They all turn to the computer engineer who has said nothing and say: "Well, what do you think?" "Ummm perhaps if we all get out of the car and get back in again?"

nite_monkey:
lol, thats pretty funny. I don't see how the computer tech's idea would work. I haven't heard that joke.

mouser:
I *think* the joke is that the computer engineer suggests the nonsensical idea that amounts to basically just "try it again", must like if your computer crashes, you just try rebooting it and hope it starts working. 

However my personal experience tells me the computer engineer's solution is by far the best:
1) it only takes a minute to try it, and if it works you've saved yourself a ton of time and effort vs the other suggestions.
2) let's face it, sometimes when you "try it again" it works..  the world is a mysterious place.

mrainey:
you just try rebooting it and hope it starts working
--- End quote ---


And lots of times it does ...

app103:
I heard this one just a little bit differently:

3 engineers travel on a desert road in a good old '76 VW Beetle. One is a mechanical engineer, the second one is an electric engineer and the last one is a computer engineer.

The VW Beetle starts making weird engine noises and stops. Then, the mechanical engineer goes back, looks at it for a couple hours and gives his veredict:

"This thing needs a complete overhaul of all friction components, plus the warpage limits of the engine heads are beyond specifications..."

The electrical engineer takes over and starts staring at the engine...after three hours he gives out his veredict:

"This thing isn't working because the voltage present on the battery is not enough, and the electromagnetic effect of the generator is too low for the car to run correctly..."

The computer engineer stares at the engine bay for 6 hours, looking under the mass of cables, hoses, until he stands up and tells his companions:
"We are doomed. I can't find the reset button on this thing!!!"


or this one:

Three engineers were riding in a car: a mechanical engineer, a chemical engineer, and a Microsoft software engineer. The car stalled, and they rolled it to the side of the road.

The mechanical engineer popped the hood, looked in and said "Look. The drive belt is loose. All we have to do is tighten it up and the car will work just fine."
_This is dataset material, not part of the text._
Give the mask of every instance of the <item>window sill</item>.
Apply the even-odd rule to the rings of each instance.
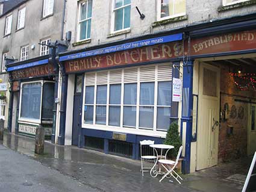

The chemical engineer replied "No, that's all wrong. The problem is fuel contamination. We have to drain the fuel, filter it, and then everything will be A-OK."

The Microsoft software engineer told the other two "No, I've seen this problem before. We have to get back in the car, close all the windows, shut down the car, get out, get back in, start up the car, open all the windows, and then it will run."